[Xapian-discuss] Giving a choice of stemming

Olly Betts olly@survex.com
Thu, 27 May 2004 04:01:06 +0100


On Wed, May 26, 2004 at 04:04:17PM +0100, Francis Irving wrote:
> In particular, I'd like to be able to make it so a plain query:
>     fox hunting
> would do stemming, but one in quotes (using QueryParser) would match
> only exact words:
>     "Mark Fisher"
> 
> Do I need to add postings with a prefix "stemmed:" or "unstemmed:" for
> every word, and munge inputs, or is there a cleverer way?

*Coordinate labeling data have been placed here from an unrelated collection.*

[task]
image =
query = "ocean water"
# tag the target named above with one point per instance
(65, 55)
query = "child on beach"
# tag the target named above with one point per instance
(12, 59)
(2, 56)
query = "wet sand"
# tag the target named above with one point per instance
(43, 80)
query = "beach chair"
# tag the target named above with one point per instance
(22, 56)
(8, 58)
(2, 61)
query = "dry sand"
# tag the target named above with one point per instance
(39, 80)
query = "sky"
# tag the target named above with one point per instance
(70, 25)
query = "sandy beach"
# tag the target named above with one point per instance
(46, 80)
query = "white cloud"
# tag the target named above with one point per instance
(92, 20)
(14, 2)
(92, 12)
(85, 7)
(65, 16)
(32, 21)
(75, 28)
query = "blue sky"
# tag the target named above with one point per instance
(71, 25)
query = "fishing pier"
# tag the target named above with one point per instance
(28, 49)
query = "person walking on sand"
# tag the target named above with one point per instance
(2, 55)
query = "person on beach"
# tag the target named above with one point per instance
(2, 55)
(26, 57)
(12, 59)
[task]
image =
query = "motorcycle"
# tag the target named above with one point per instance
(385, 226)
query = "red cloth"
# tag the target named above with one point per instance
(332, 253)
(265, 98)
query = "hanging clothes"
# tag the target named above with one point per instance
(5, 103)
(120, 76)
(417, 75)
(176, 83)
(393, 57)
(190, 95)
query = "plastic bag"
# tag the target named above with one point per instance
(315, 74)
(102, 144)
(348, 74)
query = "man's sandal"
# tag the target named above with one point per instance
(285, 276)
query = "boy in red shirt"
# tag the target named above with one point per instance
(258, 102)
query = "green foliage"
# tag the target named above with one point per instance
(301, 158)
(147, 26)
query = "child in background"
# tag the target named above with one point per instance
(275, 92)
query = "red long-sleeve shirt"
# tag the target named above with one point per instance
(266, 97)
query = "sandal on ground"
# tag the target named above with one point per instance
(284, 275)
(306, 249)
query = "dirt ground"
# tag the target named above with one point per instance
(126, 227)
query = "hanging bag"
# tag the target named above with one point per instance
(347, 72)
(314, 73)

The usual convention is that no prefix means stemmed, while a capital R
prefix means unstemmed.  All words are lowercased, so there's no
ambiguity.

By default, capitalised words are indexed to both a stemmed term
(R-prefix) and an unstemmed term (no prefix).  Uncapitalised words just
produce a stemmed term.  A capitalised word in a query searches for the
unstemmed (R-prefix) term.  This means that searches for names work as
users expect (no problems with a search for Mark Fisher matching
documents about fish markings).

You could generate R terms for all words, though your databases would
swell quite a bit.

> More generally, what are your guys experiences of users feelings about
> stemming?

Most seem to like it (or don't notice!)

Pretty much all the negative comments I've heard are with searching for
names - the scheme described above is aimed at addressing that.

The other negative stemming comment is when using relevance feedback:

http://www.xapian.org/search.php?P=postlist

People don't like the stemmed terms which appear (e.g. "calcul." in this
example).  Omega tries quite hard to avoid these (notice that many of
the suggested words don't have a trailing dot, so they aren't stemmed
forms) but without building an "unstem" map from the source data, it
can't always manage to avoid stemmed forms.

Academic studies also favour stemming.

Cheers,
    Olly